9/ Faire bénéficier l’École Doctorale, au sein de Revaled, d’une autonomie administrative. Elle sera dotée d’un secrétariat spécifique. Les activités telles que les séminaires inter-universités et les journées de la recherche seront encouragées et développées dans le cadre du PRES.
10/ Soutenir la constitution de la MSHA (Maison des Sciences de l’Homme d’Aquitaine) en GIP (groupement d’intérêt public) et son rôle d’interface entre institutions de recherche tant au niveau du PRES qu’au niveau régional seront encouragés. Il faudra augmenter le nombre d’équipes que la MSHA peut accueillir en affichant les complémentarités des différents acteurs qui pourront travailler en partenariat sur des programmes. Les principes qui gouvernent la MSHA (l’interdisciplinarité, les dimensions interuniversitaire, interinstitutionnelle et internationale) justifient pleinement que l’université travaille en bonne intelligence avec elle, puisque ce sont ces mêmes principes qui doivent guider l’élaboration de sa politique de recherche.

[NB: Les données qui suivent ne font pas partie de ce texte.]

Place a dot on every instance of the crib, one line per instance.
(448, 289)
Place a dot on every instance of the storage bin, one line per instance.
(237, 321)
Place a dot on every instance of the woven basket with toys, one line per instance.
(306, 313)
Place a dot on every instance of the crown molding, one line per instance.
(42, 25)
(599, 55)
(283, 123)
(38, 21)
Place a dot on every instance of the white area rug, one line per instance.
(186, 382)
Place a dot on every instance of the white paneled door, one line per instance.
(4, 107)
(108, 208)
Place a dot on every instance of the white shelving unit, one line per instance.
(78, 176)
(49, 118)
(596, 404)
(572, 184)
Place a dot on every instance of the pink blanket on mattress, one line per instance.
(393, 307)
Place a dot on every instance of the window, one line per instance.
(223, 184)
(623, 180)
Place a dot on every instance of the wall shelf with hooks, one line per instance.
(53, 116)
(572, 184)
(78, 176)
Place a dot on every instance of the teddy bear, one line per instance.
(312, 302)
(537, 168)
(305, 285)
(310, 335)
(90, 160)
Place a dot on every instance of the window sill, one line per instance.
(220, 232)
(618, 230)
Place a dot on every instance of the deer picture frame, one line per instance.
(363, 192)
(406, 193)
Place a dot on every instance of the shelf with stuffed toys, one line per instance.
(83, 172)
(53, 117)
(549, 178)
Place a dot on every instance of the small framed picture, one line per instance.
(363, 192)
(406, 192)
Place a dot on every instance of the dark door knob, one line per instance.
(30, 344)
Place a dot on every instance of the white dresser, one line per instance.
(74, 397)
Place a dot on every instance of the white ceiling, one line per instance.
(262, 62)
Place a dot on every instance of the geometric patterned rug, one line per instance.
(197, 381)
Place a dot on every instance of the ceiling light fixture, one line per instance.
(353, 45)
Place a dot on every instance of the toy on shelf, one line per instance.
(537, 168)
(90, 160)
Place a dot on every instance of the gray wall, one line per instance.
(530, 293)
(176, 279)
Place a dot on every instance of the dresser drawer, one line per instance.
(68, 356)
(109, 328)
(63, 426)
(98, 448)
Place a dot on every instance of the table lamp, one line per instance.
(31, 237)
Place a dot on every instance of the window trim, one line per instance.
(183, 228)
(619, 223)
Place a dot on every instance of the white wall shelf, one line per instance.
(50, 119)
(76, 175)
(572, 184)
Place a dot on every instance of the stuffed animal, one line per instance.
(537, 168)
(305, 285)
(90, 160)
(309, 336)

11/ Lancer le projet d’une Maison de la Recherche et de l’École Doctorale qui sera présenté au prochain contrat de Plan État-Région. Il s’articulera avec la politique de réaménagement du campus telle qu’elle est exposée dans nos engagements sur la Vie à l’Université. Cette Maison devra disposer d’infrastructures permettant d’accueillir conférences et colloques et tout événement organisé à l’adresse des doctorants. Doctorants et docteurs pourront y trouver une logistique leur permettant d’accéder aux ressources rendues disponibles par les « cellules de transferts », autrement dit écloseries d’entreprises. Cette Maison de la Recherche et de l’École Doctorale hébergera le service Revaled, le secrétariat de l’École Doctorale, et les équipes d’accueil. Elle permettra la tenue annuelle d’événements scientifiques à l’adresse du grand public, en partenariat avec des institutions culturelles (musée, bibliothèque, cinéma, associations…). Ce bâtiment, doté d’une cafétéria et de structures d’hébergement de chercheurs étrangers, devra aussi être, dans sa conception et sa réalisation une vitrine de l’innovation en matière d’architecture et de Haute Qualité Environnementale.
Les Universités de Sciences Humaines - et Bordeaux 3 moins qu’aucune autre - n’ont pas à rougir de la qualité de la recherche qui s’y développe. Bordeaux 3 possède des atouts « historiques » dans ce domaine (Archéologie par exemple) dont il convient d’assurer la pérennité (et la destinée de la Maison des Pays Ibériques prouve qu’aucune situation n’est intangible) mais Bordeaux 3 possède aussi tout un réseau de chercheurs qui, de plus en plus, travaillent en équipes auxquelles il faut donner non seulement les moyens d’exister mais aussi le goût de vivre.
Une organisation de la recherche, le développement de moyens conséquents, une politique ambitieuse sont aujourd'hui plus que jamais des nécessités. La loi LRU constitue un tournant majeur dans l'histoire de l'Université. C'est de la place de l'Université dans la société contemporaine qu'il est fondamentalement question. Nos propositions permettront à notre université de se positionner avec force dans ce nouveau contexte. Telle est notre ambition.